Quand on doit témoigner de quelque chose qui a bouleversé et fait reculer les frontières de la vie, on ressent la faiblesse des mots. Il faudrait tout dire et son contraire. « Les mots me manquent » dit-on pour s'excuser. Et plus on avance plus on a envie de se taire. Viennent alors les larmes ou le rire. Quelquefois on essaie d'expliquer. Mais on ne le fait pas de la même manière dans la culture sémitique et dans notre culture.
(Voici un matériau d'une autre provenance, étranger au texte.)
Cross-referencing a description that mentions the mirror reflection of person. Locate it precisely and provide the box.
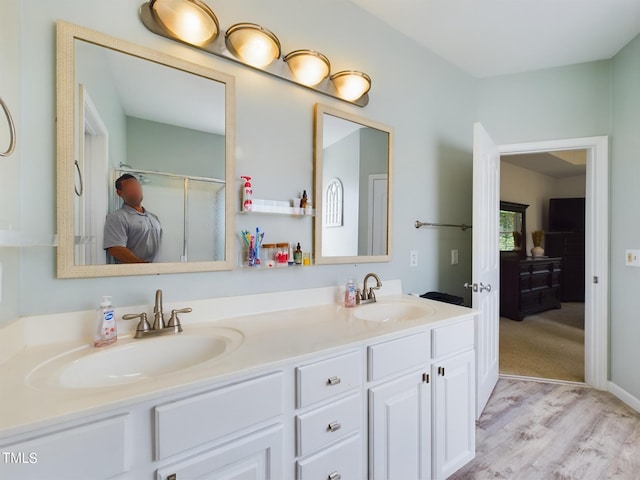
[104,173,162,263]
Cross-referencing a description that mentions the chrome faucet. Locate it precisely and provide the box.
[151,289,165,330]
[356,272,382,305]
[122,290,191,338]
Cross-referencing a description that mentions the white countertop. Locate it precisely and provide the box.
[0,281,474,439]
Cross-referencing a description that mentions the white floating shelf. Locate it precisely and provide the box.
[240,198,316,217]
[0,230,58,247]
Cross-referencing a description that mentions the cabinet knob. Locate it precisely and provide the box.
[327,422,342,432]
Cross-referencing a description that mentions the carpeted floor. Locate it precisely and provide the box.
[500,303,584,382]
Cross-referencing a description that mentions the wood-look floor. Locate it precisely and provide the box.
[449,378,640,480]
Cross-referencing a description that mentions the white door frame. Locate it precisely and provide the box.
[498,136,609,390]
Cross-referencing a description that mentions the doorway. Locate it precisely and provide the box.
[498,137,609,390]
[499,149,587,382]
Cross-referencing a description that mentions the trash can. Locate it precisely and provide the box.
[420,292,464,305]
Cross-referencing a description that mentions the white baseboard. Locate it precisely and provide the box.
[609,382,640,412]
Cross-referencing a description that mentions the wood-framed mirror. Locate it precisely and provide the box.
[314,104,393,264]
[56,21,235,278]
[500,201,529,258]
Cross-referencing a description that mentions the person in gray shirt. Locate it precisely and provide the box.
[104,173,162,263]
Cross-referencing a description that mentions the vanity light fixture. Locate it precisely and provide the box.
[140,0,371,107]
[331,70,371,102]
[225,23,280,68]
[149,0,220,45]
[284,50,331,87]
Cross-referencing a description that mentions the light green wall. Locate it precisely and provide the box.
[478,43,640,398]
[0,0,24,324]
[610,33,640,398]
[11,0,476,315]
[358,128,389,254]
[478,60,611,144]
[124,117,225,178]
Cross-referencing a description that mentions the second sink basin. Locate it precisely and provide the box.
[28,327,243,388]
[353,301,436,322]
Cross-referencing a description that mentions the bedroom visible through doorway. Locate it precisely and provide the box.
[499,150,587,382]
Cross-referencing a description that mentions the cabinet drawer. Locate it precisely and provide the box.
[431,318,475,358]
[156,425,284,480]
[368,332,429,381]
[296,352,362,408]
[155,372,284,460]
[296,393,362,456]
[531,273,551,290]
[0,414,133,480]
[296,435,365,480]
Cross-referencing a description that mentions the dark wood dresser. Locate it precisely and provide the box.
[500,255,562,320]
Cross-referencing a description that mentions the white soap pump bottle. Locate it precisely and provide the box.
[344,278,356,308]
[93,296,118,347]
[240,175,253,212]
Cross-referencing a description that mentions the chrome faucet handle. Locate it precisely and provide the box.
[122,313,151,334]
[152,289,165,330]
[167,307,193,332]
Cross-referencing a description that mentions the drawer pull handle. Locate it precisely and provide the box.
[327,422,342,432]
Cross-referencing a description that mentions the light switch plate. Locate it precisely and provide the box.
[624,250,640,267]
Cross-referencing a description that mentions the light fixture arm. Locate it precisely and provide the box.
[140,2,369,107]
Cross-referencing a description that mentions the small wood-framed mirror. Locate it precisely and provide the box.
[57,21,235,278]
[500,201,529,258]
[314,104,393,264]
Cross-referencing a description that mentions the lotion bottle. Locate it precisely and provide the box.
[344,278,356,308]
[93,297,118,347]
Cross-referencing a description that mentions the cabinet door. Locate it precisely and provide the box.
[432,350,476,480]
[369,370,431,480]
[157,426,284,480]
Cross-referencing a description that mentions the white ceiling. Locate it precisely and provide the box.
[500,150,587,178]
[350,0,640,77]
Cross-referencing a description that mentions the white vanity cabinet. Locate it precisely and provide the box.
[431,318,476,480]
[0,412,132,480]
[153,371,285,480]
[295,349,364,480]
[368,317,475,480]
[0,306,475,480]
[367,331,431,480]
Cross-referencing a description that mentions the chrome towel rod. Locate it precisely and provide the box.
[415,220,472,232]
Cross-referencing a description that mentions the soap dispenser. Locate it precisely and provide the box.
[93,297,118,347]
[240,175,253,212]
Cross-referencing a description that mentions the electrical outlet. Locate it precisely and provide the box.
[624,250,640,267]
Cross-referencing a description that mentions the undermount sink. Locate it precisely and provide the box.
[27,327,244,388]
[353,302,436,322]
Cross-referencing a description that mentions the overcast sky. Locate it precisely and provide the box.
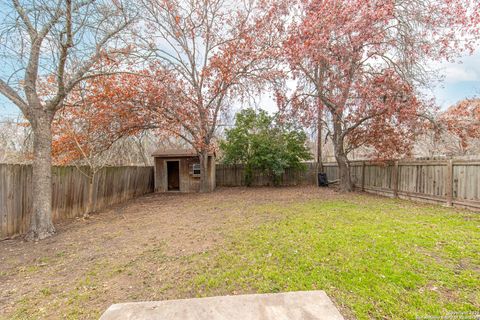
[0,49,480,117]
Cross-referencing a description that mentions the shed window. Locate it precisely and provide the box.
[192,163,200,176]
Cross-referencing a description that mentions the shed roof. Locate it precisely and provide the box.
[152,149,215,158]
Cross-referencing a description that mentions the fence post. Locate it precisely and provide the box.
[362,161,365,191]
[392,160,398,198]
[445,159,453,207]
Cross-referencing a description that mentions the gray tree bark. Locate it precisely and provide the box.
[333,114,353,192]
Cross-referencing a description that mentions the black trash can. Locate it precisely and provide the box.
[318,172,328,187]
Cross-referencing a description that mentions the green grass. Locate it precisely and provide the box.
[193,196,480,319]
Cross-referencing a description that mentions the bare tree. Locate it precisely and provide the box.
[0,0,134,240]
[136,0,281,192]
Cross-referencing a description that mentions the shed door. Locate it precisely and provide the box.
[167,161,180,191]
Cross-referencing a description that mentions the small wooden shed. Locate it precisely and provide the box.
[152,149,216,192]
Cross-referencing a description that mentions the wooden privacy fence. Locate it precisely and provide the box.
[324,160,480,209]
[215,162,317,187]
[0,164,153,239]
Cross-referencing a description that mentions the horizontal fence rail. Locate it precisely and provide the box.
[216,160,480,209]
[0,164,153,239]
[324,160,480,209]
Pour prendre une image: pour accéder à l'au-delà, le sémite dit une chose et lui oppose aussitôt son contraire. Puis il sourit: « Elu weelu divrey Elohim hayim/l'un et l'autre sont parole du Dieu vivant » (Gittin 6b). Tout le monde comprend qu'il faut se tourner vers le haut, sans la prétention de comprendre mais pour deviner. Autre image: pour dire l'au-delà, le sémite pose une échelle à droite et une échelle à gauche et monte ensemble les barreaux de gauche et de droite. Le grand écart étant impossible, il descend et regarde vers le haut.
La pensée occidentale avance, depuis la petite école, par thèse, antithèse, et synthèse. Pour reprendre notre image, elle met l'échelle au milieu. Mais, sachant que Dieu ne s'atteint pas, elle monte chaque barreau, en se posant la question : est-ce moi qui monte ou Dieu qui descend ? Et puis, après avoir monté un barreau, elle s'empresse de dire: ceci n'est qu'une approche « analogique » bien loin de la réalité de Dieu. Puis, elle monte un nouveau barreau. Les récits de Résurrection ont connu les deux formulations, mais nos Évangiles s'expriment le plus souvent à la manière sémitique.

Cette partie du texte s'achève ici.